We as humans (and Americans, I suppose) love disaster movies. We love to see calamity after calamity befall Bruce Willis, Dennis Quaid and Will Smith. We also enjoy seeing our favorite, familiar landmarks bite the dust. And I was no exception.

Until 2001.

And what bothers me today is this quote from the makers of the new TV disaster miniseries Category 7: The End of the World, airing soon on CBS. Apparently a sequel to last season's Category 6: Almost But Not Quite the End of the World, But Pretty Darn Close and Just Wait Till Next Year, it details killer hurricanes that wreak havoc upon humanity and its creations.

From Sci-Fi Wire:

The Eiffel Tower, the Statue of Liberty, the Great Pyramids, Mount Rushmore and the Arc de Triomphe are some of the world's great landmarks that the CBS digital effects team takes great delight in destroying in the upcoming miniseries Category 7: The End of the World, visual effects supervisor Craig Weiss told SCI FI Wire during an exclusive tour on Oct. 14.

...

Only weeks before the miniseries' Nov. 6 and 13 premiere, the digital team is working on destroying some of the world's most recognizable landmarks. The first one, the Eiffel Tower, is struck by lightning and sucked into a tornado while diners are blown off the structure and a car smashes into one of the legs of the tower.

...

In another nearly completed sequence, the Arc de Triomphe is struck by lightning in the heart of Paris and comes crumbling down."
It's all well and good to delight in the imaginary destruction of real things. As a kid I know I built towers out of all sorts of things, imagined they were big buildings and had Godzille (or King Kong, or the Death Star, or whatever) knock them down.
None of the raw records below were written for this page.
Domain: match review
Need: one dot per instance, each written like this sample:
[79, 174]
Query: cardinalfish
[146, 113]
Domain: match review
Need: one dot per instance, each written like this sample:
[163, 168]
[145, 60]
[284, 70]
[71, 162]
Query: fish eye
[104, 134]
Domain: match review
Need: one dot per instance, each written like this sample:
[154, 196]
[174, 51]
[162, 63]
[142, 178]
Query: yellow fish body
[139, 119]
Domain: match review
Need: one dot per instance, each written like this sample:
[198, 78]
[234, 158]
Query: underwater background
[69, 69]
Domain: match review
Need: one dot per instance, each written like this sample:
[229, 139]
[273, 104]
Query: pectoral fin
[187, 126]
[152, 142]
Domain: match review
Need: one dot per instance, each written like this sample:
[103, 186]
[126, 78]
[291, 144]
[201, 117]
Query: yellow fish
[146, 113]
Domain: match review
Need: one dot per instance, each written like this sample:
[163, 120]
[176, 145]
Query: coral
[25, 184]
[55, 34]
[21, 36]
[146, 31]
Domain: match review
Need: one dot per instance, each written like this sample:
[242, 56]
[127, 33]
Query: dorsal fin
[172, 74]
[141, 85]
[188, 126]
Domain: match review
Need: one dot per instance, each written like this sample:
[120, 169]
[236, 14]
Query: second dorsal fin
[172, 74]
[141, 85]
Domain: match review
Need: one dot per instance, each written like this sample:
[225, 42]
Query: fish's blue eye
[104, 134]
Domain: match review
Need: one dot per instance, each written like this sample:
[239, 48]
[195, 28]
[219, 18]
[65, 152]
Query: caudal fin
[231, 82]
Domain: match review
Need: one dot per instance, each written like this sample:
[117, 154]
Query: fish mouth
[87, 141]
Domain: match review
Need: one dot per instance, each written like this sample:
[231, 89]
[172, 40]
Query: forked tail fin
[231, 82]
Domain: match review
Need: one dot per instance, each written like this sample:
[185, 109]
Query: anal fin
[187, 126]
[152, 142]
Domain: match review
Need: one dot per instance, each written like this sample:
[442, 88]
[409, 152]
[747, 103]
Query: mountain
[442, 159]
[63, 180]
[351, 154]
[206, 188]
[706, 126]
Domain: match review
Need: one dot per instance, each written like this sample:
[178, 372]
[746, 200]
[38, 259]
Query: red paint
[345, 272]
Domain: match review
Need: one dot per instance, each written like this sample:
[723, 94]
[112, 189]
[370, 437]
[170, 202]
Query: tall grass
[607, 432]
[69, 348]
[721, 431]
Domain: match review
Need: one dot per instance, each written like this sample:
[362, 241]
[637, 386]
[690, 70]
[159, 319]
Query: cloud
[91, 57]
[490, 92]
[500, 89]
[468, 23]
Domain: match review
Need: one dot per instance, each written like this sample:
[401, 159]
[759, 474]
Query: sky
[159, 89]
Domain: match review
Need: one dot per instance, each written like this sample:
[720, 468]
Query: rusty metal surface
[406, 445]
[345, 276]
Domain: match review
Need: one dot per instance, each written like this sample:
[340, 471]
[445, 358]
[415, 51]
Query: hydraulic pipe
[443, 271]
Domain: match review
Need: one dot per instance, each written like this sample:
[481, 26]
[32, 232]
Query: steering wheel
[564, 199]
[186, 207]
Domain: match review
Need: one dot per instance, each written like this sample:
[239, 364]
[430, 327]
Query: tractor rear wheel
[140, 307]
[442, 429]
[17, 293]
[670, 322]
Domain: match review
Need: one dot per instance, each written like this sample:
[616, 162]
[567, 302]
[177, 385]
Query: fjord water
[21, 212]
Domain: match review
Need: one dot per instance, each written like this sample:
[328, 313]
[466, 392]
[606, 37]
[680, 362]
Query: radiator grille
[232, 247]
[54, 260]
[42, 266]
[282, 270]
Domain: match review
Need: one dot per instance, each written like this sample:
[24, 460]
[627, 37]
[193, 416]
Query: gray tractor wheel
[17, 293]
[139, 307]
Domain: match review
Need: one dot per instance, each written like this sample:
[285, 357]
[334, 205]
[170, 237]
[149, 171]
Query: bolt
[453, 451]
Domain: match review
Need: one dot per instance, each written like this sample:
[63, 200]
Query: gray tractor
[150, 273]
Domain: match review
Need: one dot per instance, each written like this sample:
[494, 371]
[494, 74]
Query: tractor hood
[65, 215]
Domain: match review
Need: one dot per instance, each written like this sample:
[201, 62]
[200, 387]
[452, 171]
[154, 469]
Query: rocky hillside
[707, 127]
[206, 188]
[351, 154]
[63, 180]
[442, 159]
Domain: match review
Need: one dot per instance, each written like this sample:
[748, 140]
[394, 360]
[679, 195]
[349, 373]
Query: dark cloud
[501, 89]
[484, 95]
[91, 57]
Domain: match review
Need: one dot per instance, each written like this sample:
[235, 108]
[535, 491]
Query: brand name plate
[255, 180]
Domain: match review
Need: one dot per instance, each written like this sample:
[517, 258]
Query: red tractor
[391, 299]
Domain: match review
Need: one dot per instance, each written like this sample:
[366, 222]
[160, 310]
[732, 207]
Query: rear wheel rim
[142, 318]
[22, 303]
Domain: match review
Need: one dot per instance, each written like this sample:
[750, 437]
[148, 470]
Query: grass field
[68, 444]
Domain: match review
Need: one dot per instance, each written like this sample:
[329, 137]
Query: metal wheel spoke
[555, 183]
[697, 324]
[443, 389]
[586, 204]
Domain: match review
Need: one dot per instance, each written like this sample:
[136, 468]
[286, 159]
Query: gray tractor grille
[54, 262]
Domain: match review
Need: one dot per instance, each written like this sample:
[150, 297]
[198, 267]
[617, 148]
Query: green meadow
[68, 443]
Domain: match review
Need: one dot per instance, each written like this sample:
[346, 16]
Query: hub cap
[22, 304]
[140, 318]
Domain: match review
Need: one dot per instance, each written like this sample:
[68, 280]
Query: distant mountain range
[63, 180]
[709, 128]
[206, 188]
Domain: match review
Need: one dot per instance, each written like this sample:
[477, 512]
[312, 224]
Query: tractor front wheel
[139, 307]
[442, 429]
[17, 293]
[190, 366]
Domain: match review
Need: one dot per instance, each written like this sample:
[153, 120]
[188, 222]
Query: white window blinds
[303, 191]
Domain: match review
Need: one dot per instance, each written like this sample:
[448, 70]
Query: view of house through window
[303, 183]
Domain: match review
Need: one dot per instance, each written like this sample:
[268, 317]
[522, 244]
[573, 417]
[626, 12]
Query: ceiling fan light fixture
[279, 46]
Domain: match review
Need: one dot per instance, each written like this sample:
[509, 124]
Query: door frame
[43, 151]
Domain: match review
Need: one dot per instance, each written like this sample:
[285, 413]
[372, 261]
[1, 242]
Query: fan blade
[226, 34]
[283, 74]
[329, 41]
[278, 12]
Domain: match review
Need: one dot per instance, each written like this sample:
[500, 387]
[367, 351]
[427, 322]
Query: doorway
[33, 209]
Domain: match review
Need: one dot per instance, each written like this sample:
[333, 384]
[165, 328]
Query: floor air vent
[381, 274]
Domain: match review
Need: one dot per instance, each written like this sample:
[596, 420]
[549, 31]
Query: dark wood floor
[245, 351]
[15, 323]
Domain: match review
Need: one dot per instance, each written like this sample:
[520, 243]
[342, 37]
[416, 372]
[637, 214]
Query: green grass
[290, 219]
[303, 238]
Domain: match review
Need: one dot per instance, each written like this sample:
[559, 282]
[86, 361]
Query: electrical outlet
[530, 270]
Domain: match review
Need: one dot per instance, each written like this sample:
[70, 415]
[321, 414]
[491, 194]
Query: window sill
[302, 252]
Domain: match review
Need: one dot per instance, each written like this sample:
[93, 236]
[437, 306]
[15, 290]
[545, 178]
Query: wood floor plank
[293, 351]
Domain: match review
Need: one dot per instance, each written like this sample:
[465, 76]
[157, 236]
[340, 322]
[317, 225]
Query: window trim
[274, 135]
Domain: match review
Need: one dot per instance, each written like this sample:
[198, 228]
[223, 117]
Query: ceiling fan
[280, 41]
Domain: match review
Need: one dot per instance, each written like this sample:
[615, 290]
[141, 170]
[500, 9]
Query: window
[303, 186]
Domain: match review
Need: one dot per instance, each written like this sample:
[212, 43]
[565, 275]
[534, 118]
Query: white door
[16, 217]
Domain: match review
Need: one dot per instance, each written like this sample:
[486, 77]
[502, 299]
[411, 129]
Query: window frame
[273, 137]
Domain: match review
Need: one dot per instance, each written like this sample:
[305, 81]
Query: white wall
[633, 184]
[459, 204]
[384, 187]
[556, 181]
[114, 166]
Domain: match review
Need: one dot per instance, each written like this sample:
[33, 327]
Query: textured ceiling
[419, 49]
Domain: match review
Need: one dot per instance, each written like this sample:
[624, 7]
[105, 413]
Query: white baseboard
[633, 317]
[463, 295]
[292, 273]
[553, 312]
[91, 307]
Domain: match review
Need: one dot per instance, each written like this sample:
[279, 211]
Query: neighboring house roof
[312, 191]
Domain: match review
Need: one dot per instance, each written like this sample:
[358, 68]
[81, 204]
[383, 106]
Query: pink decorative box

It's a recurring theme to see mankind's greatest constructions taken to the cleaners at the whim of mother nature, alien visitors or horrific accidents.

But after you've seen two of the world's tallest buildings destroyed before your eyes - not by nature, but by pure malevolant evil, evil that continues to look for more ways to bring about your and your family's demise every day - and realized what actual death, destruction and chaos occur during such an event, it becomes a lot less enjoyable and more tragic.

I'm not calling for the end of disaster movies - we all need our releases. I just wish the public and filmmakers would be more cognizant of what's real and what's fantasy.